Fitness Post – The Positives and Negatives of Running


Having just reached the milestone of one hundred posts I thought it appropriate that I cover the topic of running as I am not an advocate of it as a recreational activity but it is one of the most popular modes of exercise around the world. I guess we can’t get out of our minds the images of the great athletes who compete in the Olympics when we choose it as our mode of exercise and as an activity it is easy to do and relatively cheap. 

You only need to create a time slot in your day and purchase a pair of running shoes and you are away. For most people three to four runs a week are adequate to gain a basic level of condition and runs of between 20 and 30 minutes have been advocated by people of my profession to gain the results most people require. On the down side physiotherapists live off the repetitive strain injuries people get through the constant strain on the body that running on the very hard surfaces that most runners use.

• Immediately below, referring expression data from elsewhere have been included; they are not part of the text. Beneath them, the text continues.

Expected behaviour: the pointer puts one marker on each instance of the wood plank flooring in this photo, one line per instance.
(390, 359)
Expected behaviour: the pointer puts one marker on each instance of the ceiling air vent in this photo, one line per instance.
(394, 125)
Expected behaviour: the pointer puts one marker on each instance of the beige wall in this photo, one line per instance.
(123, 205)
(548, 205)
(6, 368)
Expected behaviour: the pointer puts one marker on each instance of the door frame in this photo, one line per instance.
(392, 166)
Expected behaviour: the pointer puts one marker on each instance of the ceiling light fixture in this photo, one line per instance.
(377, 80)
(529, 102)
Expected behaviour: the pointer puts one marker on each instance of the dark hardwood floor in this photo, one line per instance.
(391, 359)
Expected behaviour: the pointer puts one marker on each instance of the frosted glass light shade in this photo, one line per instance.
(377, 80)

In the societies around the world where running has been part of their lifestyle for many generations they rarely use the hard surfaces and they don’t wear shoes…or if they do, the shoes are something that they use for everyday activities. Now the two concepts that I have covered in the last sentence need some explanation to drive home the point. Within these societies that running is part of life, their bodies have adapted to the movement and their technique of movement is very efficient…relaxed and rhythmical…and natural. In the Western societies who have taken up running as a pastime over the last few decades our bodies have not adapted and therefore we suffer the consequences of this lack of adaptation. Also the paving and road tarmacs that most people run on are too hard as compared to the grasses and soil tracks that the ‘running societies’ use.

So some ideas to get around these issues –

  • Unless there is a compelling reason for you to run, don’t run but walk.
  • If you feel the need to run then try to use softer surfaces to run on.
  • Work on your technique of running as it will pay dividends in the long run (excuse the pun). Most people run with an up and down gait and there is an imbalance of stress placed upon one side of the body as compared with the other. So work a smooth evenness of running style. (I have covered this in an earlier post).
  • Ensure you use other modes of exercise to augment your running regime so that the body builds an overall condition.

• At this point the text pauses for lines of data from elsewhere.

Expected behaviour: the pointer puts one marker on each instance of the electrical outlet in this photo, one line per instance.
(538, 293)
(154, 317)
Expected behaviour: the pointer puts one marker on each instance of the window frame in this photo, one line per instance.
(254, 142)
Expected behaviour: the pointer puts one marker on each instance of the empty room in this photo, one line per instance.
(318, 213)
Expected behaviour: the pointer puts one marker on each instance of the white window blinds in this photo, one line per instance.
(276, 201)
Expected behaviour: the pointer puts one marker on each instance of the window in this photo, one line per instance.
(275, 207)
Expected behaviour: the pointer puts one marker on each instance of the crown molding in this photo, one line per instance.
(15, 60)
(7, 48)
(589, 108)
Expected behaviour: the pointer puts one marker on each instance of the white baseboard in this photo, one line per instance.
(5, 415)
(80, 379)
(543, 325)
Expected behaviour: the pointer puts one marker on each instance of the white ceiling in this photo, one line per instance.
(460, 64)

If you are using running as a method for losing or controlling your weight understand that exercise has only a very small part to play in doing this. You may well point out the great physiques of the Olympic athletes but the amount of activity that they need to do each day to reach the levels of performance that they achieve is in a completely difference league to the average exerciser! Diet and your movement activity throughout your day are far more important as far as weight loss is concerned.

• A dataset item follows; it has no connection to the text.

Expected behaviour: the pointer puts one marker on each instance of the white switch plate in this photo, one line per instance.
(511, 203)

There are professions that require a standard of running performance such as some Police Departments and the Armed Services but if you follow the suggestions above it will help you to achieve the required goals without suffering too much in the consequences. If you have a job which requires plenty of movement throughout the working day you don’t need to run. If you have a recreational activity that requires plenty of movement, you don’t need to to run. Just move…and find times in your day to do this. Excuses to not do so are just that?